Она закрыла глаза. Запах пыли от бумаг, мерцание экрана, тиканье часов – все это казалось далеким, ненастоящим. Единственной реальностью была дрожь в кончиках пальцев и холодная, стальная решимость в глубине души. Они должны обнародовать правду. Скоро. Пока она еще могла это сделать. Пока ее руки еще могли держать доказательства, а голос – произнести обвинение. Иначе она станет просто еще одной точкой на своем же графике. Еще одной Викторией Соколовой, убитой знанием о своем будущем.
Глава 14: Потеря Опоры
Тишина в квартире стала гулкой, вязкой. Она не просто заполняла пространство – она давила, как вода на глубине. Елена сидела за своим заваленным бумагами столом, но не видела строк. Перед глазами стояла пустая вешалка в прихожей, где еще вчера висел старый потертый свитер Алексея. Его любимый. Тот, что пах кофе и его одеколоном.
Все началось с молчания. Густого, тягучего. Алексей перестал спрашивать, как ее день. Перестал делиться своими новостями из мира архитектуры, где не было места «Хантингтону-Плюс» или «Эффекту Оракула». Он смотрел на нее издалека, будто она была хрупкой вазой, покрытой трещинами, которая вот-вот рассыплется. Или заразной.
Он пытался. Поначалу. Предлагал поехать на море, «взять паузу от всего этого». Говорил: «Лена, ты зацикливаешься. Это тебя убивает быстрее любой болезни». Его слова были как попытка схватить ее за руку, когда она уже падала в пропасть. Но она не могла остановиться. Виктор Семенов, Анна в инвалидном кресле, ее собственные подрагивающие пальцы – все это кричало слишком громко. Исследования, данные, встречи с Андреем и Диной – это стало ее кислородом, ее единственным смыслом удержаться на плаву в море обреченности.
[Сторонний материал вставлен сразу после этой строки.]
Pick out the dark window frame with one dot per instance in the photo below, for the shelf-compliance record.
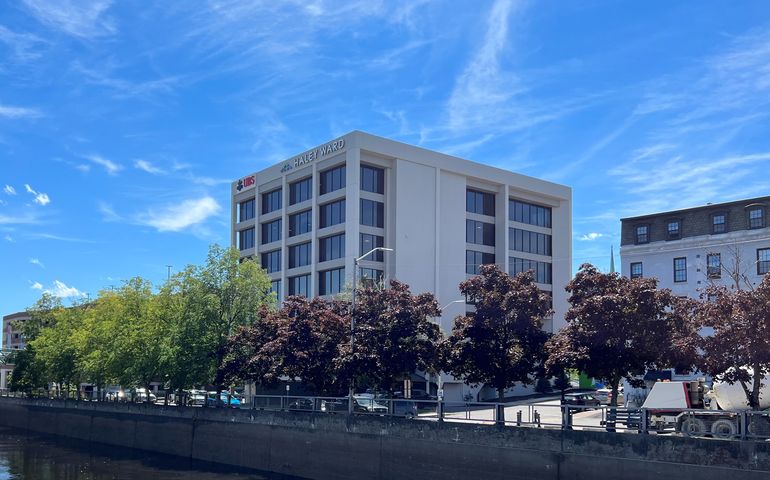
(682, 271)
(722, 226)
(374, 211)
(714, 271)
(332, 179)
(480, 202)
(637, 236)
(271, 201)
(300, 223)
(674, 234)
(373, 179)
(332, 213)
(753, 225)
(299, 253)
(331, 282)
(247, 209)
(268, 228)
(271, 261)
(376, 241)
(301, 190)
(331, 247)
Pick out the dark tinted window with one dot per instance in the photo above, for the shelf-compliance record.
(333, 179)
(299, 285)
(300, 191)
(300, 223)
(330, 282)
(480, 202)
(299, 255)
(372, 179)
(542, 270)
(369, 242)
(246, 239)
(246, 210)
(531, 242)
(271, 261)
(480, 233)
(372, 213)
(271, 201)
(271, 231)
(332, 247)
(332, 213)
(529, 213)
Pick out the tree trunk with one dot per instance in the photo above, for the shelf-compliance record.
(500, 406)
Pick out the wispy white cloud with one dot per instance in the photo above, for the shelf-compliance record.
(24, 47)
(148, 167)
(13, 112)
(40, 197)
(111, 167)
(83, 19)
(58, 289)
(180, 216)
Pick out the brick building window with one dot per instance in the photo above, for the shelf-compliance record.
(756, 217)
(714, 265)
(674, 229)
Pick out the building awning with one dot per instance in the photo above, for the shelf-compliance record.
(657, 375)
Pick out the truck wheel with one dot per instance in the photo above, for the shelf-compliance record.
(693, 427)
(724, 428)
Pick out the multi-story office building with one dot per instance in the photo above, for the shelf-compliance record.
(307, 218)
(687, 250)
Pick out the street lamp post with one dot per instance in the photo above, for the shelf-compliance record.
(353, 317)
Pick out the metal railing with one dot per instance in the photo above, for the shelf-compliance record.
(754, 425)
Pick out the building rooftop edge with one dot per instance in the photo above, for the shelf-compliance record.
(747, 201)
(360, 133)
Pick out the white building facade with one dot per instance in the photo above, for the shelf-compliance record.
(687, 250)
(306, 219)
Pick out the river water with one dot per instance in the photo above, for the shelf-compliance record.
(33, 457)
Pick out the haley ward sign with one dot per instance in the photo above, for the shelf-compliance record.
(314, 154)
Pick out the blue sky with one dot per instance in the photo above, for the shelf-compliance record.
(121, 123)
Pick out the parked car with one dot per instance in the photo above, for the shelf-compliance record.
(369, 405)
(301, 404)
(196, 398)
(140, 396)
(581, 399)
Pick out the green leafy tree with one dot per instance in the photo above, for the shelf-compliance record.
(738, 351)
(394, 336)
(501, 342)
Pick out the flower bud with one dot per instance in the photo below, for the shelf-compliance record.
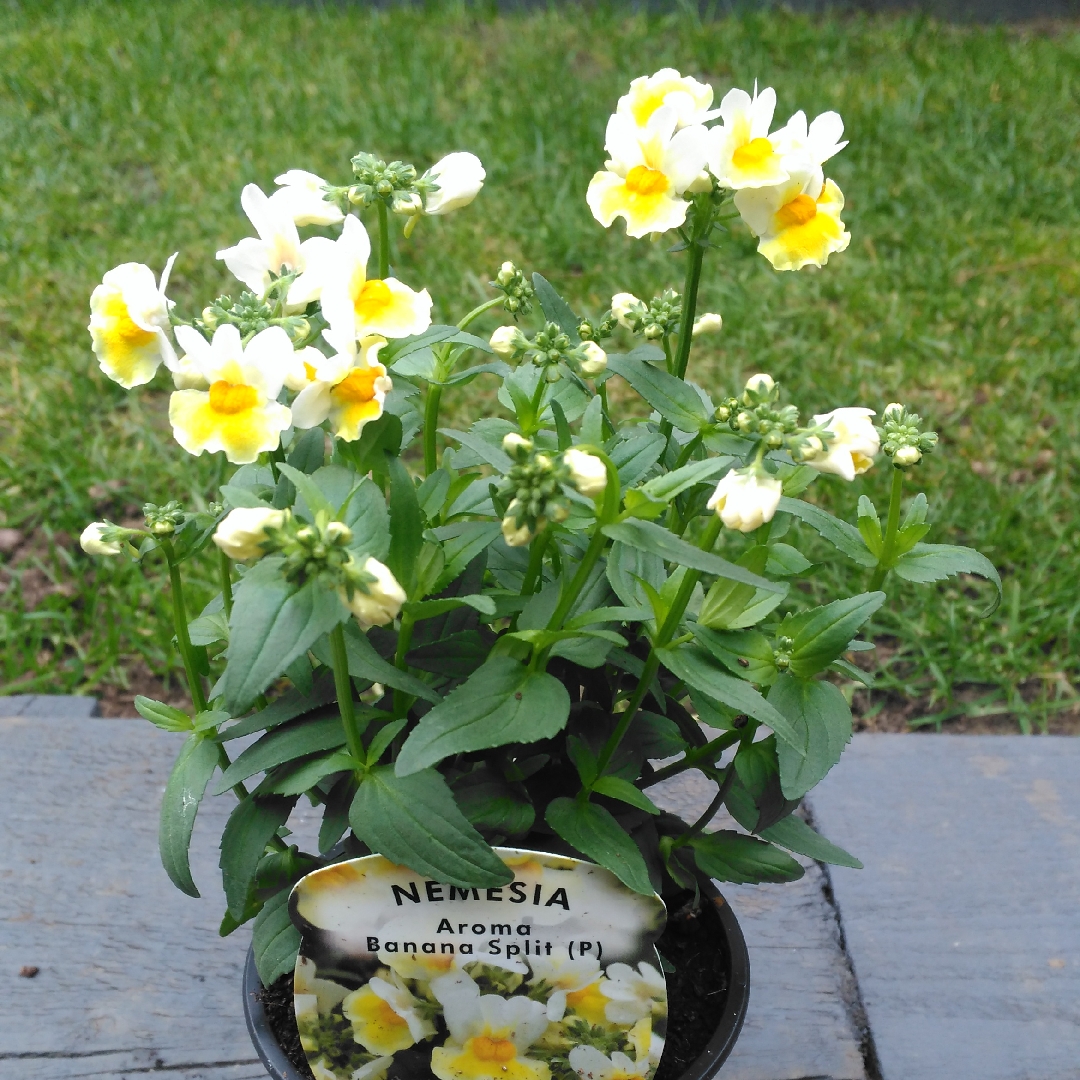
(382, 599)
(504, 341)
(588, 472)
(242, 534)
(745, 500)
(93, 544)
(622, 304)
(595, 361)
(709, 323)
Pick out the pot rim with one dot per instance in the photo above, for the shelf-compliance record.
(706, 1065)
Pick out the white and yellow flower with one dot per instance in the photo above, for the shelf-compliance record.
(243, 531)
(852, 445)
(304, 197)
(590, 1064)
(278, 251)
(459, 177)
(797, 223)
(367, 306)
(634, 995)
(745, 500)
(742, 153)
(239, 414)
(129, 320)
(349, 388)
(689, 98)
(649, 170)
(385, 1016)
(382, 601)
(92, 543)
(489, 1035)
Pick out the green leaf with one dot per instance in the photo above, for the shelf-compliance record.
(252, 825)
(655, 538)
(745, 652)
(934, 562)
(846, 538)
(555, 309)
(796, 835)
(161, 715)
(272, 623)
(676, 402)
(616, 787)
(274, 940)
(730, 856)
(822, 719)
(299, 777)
(592, 831)
(406, 527)
(187, 783)
(297, 739)
(669, 485)
(414, 821)
(365, 663)
(501, 702)
(693, 665)
(821, 634)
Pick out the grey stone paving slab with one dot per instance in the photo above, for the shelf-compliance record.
(964, 927)
(135, 980)
(798, 1024)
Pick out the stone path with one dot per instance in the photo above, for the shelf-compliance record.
(962, 930)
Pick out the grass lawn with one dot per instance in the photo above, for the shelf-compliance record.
(127, 131)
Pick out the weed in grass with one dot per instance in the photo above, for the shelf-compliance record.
(130, 129)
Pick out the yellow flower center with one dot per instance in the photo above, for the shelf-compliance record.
(800, 210)
(486, 1049)
(123, 331)
(642, 180)
(358, 387)
(230, 397)
(373, 300)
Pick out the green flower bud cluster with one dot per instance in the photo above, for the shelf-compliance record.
(518, 291)
(318, 551)
(379, 180)
(165, 520)
(657, 319)
(902, 436)
(535, 483)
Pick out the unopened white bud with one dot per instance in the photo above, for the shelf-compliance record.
(595, 361)
(93, 544)
(382, 601)
(588, 472)
(242, 534)
(504, 341)
(709, 323)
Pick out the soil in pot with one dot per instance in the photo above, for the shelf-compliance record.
(693, 943)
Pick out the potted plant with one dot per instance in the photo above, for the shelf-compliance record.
(512, 640)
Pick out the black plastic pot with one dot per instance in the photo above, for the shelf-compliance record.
(704, 1068)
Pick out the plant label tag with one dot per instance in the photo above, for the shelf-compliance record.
(552, 976)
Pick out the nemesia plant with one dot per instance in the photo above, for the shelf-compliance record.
(513, 633)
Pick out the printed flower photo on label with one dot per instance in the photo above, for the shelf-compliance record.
(552, 976)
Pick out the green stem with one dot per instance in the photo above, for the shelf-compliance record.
(689, 760)
(383, 240)
(885, 563)
(476, 312)
(689, 308)
(225, 566)
(180, 624)
(431, 429)
(664, 635)
(342, 685)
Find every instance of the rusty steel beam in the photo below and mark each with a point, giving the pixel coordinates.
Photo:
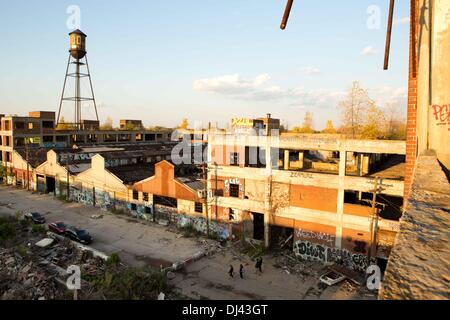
(287, 12)
(388, 35)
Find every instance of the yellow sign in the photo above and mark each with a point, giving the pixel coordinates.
(242, 122)
(33, 140)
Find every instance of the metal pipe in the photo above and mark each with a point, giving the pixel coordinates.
(287, 12)
(388, 34)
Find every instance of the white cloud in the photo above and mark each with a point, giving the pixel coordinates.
(311, 71)
(369, 51)
(230, 84)
(387, 94)
(400, 21)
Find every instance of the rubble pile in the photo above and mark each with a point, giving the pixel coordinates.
(23, 279)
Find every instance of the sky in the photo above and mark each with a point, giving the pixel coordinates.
(205, 60)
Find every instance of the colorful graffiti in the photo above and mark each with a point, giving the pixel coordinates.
(318, 236)
(343, 257)
(441, 115)
(199, 224)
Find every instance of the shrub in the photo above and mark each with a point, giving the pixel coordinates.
(39, 229)
(113, 260)
(7, 229)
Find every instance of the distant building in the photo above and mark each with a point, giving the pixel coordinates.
(131, 124)
(38, 129)
(260, 126)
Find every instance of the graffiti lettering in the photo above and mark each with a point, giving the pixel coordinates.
(343, 257)
(441, 114)
(306, 234)
(295, 174)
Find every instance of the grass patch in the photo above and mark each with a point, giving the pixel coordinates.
(253, 250)
(113, 260)
(21, 250)
(131, 284)
(120, 212)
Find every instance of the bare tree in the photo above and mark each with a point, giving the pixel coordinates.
(107, 125)
(354, 109)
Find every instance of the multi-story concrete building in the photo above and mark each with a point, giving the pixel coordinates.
(38, 130)
(273, 188)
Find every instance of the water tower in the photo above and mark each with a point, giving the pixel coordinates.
(77, 61)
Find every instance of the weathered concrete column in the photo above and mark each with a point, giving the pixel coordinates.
(365, 164)
(286, 159)
(268, 192)
(340, 197)
(300, 159)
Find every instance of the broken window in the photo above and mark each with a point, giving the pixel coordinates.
(165, 201)
(47, 124)
(234, 190)
(232, 215)
(234, 158)
(199, 207)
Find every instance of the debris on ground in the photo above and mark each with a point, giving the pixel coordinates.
(35, 268)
Ее одержимость была стеной. И Алексей, с его нормальной жизнью, его «Незнанием», его желанием просто жить, пока еще можно, натыкался на эту стену снова и снова. Атмосфера в квартире сгущалась, пропитываясь запахом кофе, пыли от бумаг и немым отчаянием. Он приходил домой – она сидела за экраном, бледная, с запавшими глазами. Он ложился спать – она ворочалась, бормоча во сне об алгоритмах и симптомах. Он просыпался – она уже проверяла в зеркале симметрию лица.
Последней каплей стала ночь, когда она, анализируя данные о суицидах среди «Знающих» после увольнений, разрыдалась так, что ее начало трясти. Алексей подошел, попытался обнять. Она отшатнулась, как от ожога.
«Не надо!» – вырвалось у нее резко, почти грубо. – «Я… Я не могу сейчас. Данные… Видишь, здесь корреляция между потерей работы и…»
Он отступил. Его лицо в полумраке спальни стало каменным.
«Данные, – повторил он тихо. – Всегда данные. Пациенты. Симптомы. „Вердикт“. А где мы, Лена? Где ты? Где я?»
Она не нашлась что ответить. Комок горячего стыда и бессилия застрял в горле. Он был прав. И он был чужой на этой войне, которую она вела одна.